Gets really old hearing people whine about airboats. Bottom line is.....airboaters have their own playground, and they spend lotsa $ to be able to play there, if you dont like being bothered by them stay away from the skinny. Most of us respect all the weekend warrior and their kicker boats, but we are gonna do our thing and you all know where we are gonna do it at and we dang sho aint gonna go out of our way for someone that is sittin in the middle of our highway!!!


----------



## Brianf

I'll bite. Sounds like you are really proud of your airboat and how much it cost you.


----------



## castandblast

is this even about bowfishing or just where you drive your airboats? not sure where your coming with this?


----------



## FULL_DRAW

public water is just that.....Open to the public.
That dont mean that you have your and i have mine!!!
Anyone can ues it anytime they please!

Now....Respect is something that my daddy taught me with a hard hand to the side of my head.....
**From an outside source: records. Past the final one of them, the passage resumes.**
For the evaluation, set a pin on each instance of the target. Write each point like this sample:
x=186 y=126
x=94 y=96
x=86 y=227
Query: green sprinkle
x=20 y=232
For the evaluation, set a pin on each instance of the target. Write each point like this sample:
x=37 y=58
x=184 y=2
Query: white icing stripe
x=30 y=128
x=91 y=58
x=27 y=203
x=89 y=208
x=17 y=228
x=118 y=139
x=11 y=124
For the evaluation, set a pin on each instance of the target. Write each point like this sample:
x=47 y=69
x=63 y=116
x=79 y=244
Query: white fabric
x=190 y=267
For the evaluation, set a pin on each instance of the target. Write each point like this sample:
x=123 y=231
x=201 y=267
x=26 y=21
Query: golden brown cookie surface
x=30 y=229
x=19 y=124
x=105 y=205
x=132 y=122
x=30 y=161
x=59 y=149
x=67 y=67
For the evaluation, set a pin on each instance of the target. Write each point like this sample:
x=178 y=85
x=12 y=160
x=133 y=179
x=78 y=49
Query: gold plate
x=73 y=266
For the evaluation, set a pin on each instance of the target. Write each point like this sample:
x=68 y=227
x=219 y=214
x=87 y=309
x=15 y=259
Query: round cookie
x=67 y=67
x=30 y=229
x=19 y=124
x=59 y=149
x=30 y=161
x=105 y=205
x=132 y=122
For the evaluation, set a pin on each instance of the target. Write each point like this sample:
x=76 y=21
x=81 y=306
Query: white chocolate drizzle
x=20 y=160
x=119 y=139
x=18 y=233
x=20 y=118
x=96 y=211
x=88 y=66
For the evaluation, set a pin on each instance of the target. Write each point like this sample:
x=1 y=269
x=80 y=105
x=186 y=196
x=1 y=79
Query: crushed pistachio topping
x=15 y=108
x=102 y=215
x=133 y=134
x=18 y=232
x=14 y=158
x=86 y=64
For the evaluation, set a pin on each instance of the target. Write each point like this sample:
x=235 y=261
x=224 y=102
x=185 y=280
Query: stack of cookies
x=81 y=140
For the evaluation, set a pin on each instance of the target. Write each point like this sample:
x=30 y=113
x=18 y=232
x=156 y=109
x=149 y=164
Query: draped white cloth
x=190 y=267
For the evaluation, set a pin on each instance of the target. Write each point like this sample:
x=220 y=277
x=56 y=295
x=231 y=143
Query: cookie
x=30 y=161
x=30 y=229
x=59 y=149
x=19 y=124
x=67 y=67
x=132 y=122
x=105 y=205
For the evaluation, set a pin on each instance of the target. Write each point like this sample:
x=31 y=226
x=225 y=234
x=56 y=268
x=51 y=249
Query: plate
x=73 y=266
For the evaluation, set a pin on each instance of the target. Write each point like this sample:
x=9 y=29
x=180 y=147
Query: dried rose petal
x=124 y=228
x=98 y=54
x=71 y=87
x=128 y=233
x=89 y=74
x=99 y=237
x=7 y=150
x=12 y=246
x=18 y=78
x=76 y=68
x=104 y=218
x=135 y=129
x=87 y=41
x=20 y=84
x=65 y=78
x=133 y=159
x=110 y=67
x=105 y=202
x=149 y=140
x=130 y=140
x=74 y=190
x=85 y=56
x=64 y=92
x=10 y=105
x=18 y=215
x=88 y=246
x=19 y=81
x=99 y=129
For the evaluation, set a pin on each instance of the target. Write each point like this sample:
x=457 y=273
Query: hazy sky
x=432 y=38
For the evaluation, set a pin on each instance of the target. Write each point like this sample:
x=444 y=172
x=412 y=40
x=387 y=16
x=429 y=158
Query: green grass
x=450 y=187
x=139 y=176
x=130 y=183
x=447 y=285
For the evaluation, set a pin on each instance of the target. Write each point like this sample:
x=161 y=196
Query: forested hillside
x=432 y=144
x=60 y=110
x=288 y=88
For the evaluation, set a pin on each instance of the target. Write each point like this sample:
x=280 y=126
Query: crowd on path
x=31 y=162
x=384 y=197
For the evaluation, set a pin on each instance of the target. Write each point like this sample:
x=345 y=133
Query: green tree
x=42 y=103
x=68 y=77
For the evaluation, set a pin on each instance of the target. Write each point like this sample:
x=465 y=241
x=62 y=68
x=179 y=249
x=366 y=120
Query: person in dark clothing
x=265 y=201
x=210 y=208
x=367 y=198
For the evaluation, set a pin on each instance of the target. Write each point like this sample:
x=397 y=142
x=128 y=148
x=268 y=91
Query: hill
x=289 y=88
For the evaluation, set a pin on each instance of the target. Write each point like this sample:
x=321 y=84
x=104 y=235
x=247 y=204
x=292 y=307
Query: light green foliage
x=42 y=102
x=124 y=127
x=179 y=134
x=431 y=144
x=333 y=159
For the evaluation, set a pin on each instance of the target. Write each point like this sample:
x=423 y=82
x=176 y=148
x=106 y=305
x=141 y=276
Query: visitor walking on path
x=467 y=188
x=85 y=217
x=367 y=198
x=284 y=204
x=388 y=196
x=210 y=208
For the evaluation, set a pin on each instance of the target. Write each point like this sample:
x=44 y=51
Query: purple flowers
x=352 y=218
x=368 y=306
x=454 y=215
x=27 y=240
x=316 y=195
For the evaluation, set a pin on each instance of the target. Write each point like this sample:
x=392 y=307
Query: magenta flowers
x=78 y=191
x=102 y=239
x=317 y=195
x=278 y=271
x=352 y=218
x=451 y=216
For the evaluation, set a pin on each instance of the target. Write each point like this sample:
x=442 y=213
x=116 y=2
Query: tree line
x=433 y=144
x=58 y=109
I guess you havent been taught that lesson yet!

I could care less about how much $ you spent on your blow boat! That $60,000 boat aint got no more right to be on the water than a registered peddle boat!!!


----------



## Brianf

X2. Is it just me or does he sound like he has the "little man" syndrone. I understand being proud of what you have and wanting to show off a little but why do people need to disrespect others. If I see an air boat or any other type boat I don't intrude in that area. Respect!


----------



## FULL_DRAW

Well... if i was crazy enough to fork out the $ to buy one, i wouldn't do any thing to put  a sour taste in folks mouth about blow boats.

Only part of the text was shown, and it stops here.